The value creation would be a two for, originality, as well the future this could hold for products like this, or giving ideas to other entrepreneurs, and is able to go much further in other ways than we can think of.
For manufacturing Cost it will receive a score of two, this is because there are a few designs sort of like this one out there, which means that they are already in production and could easily be brought into on the line for cheaper than normal start up. With a build, or materials sort of the like the pacemaker, or the internal drug pump that is next to the spine.
The sales price will also get a two, because of the fact on how the pacemaker sells, and its wide usage. So if this device were to get adopted into large usage, and has been made efficiently, it will be cheaper to make, and available to more people.

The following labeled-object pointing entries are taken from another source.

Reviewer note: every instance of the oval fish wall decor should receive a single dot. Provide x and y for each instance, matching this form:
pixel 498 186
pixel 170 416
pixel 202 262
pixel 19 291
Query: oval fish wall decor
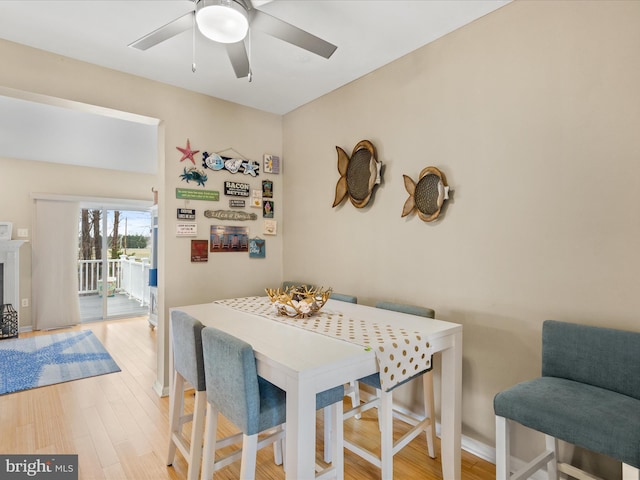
pixel 427 196
pixel 359 174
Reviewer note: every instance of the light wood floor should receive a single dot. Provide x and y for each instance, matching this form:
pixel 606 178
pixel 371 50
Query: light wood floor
pixel 119 427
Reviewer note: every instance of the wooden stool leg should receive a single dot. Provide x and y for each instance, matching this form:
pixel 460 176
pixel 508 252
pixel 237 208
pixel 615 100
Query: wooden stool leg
pixel 210 433
pixel 175 427
pixel 385 420
pixel 630 473
pixel 503 451
pixel 430 411
pixel 197 430
pixel 249 454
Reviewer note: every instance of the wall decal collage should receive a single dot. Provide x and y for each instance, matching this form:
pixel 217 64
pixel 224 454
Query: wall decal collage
pixel 221 236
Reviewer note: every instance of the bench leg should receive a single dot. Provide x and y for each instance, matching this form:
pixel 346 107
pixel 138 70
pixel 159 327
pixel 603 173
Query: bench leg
pixel 552 465
pixel 503 452
pixel 630 473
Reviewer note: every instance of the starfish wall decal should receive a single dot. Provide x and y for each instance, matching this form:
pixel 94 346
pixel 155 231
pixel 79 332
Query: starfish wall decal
pixel 187 153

At this moment, it is between a one and a two. This is because of the fact that we haven't really seen much of it, so if people don't know they wont know to buy the product, as well as the fact that it could be difficult to sell to those who are used to taking pills. However past that it would be pretty sizable since there are not many products like this to compete, as well as the amount of people who do not want to swallow pills everyday and just want the freedom of forgetting about it.
Technical Feasibility: 3
The reason that the Technical Feasibility was given a "3" was because of the fact that through research we found a few devices and designs that exist with the same form or idea. For example we found:
We found that the most similar product out there is a chronic pain drug pump from Medtronic, consisting of a pump and catheter. The pump gets surgically inserted under the skin in the abdomen. This is then connected to the catheter which is inserted into the patient's spine to deliver the drugs.

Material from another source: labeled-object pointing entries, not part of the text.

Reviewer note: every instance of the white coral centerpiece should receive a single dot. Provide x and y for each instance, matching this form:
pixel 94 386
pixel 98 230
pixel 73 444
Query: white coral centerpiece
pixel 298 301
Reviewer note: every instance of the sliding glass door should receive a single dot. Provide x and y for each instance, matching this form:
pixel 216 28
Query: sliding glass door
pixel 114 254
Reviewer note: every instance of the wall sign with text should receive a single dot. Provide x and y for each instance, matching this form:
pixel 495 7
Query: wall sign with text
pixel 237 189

We gave our competitor score a 2-3, closer to a 2 really, because of the fact that the two competitors have their products nailed down, and are quite efficient. Such as the pacemaker, already being the smallest in the market and being very proficient at what they do. As well as the artery repair unit, that while keeping the artery open after damaged has occurred administering drugs, over time into the blood stream, that keeps cells from growing. So with a "mix" of these two competitors it would allow for an item that hasn't truly been made, to be able to monitor, like a pacemaker, and to help administer the right amount of drugs so that the need for constant pill taking, and make life easier.
We gave the customer validation a 2 because of the ability to be able to forget about the needless amount of pill taking or drug taking, with an item that would only need to be refilled over a course of time, couple of weeks, to maybe a couple of months, would allow for the patient to live comfortably before the next doctor/specialist visit for a quick refill and be out of there for another. So for example, a patient with Alzheimer's
So the reason that the IP position got between a 2-3 was the fact that for the most part there won't really be any patents on our idea and its ability to do things. However where we might run into problems is with the design aspect maybe with people believing that it is too similar to theirs, or the way it works within the design to output the desired effect. For the most part being an original design, where really the only problems could be where some things look similar, and could be a problem.
Value to Customers
It allows for those suffering from heart related medical complications and are forced take endless pills a day to have a more effortless scheduled drug intake without any risk of wrong dosage, timing, combination, and provides patients and caregivers with a constant monitored reading of the heart's condition.
Titanium Body: $0.60 per unit (September 2nd 2016)
Chip/Motherboard:$70 (September 2016)
Wires: $10 (September 2016)
Sensors: $50 (September 2016)
Pump: $20 (September 2016)
Lithium Battery: $20 (September 2016)
Average Sale Price
Based on our research on the drug pump and the pacemaker, this product, including the device, drugs and surgery, will cost an average of $80K over a span of 5 years.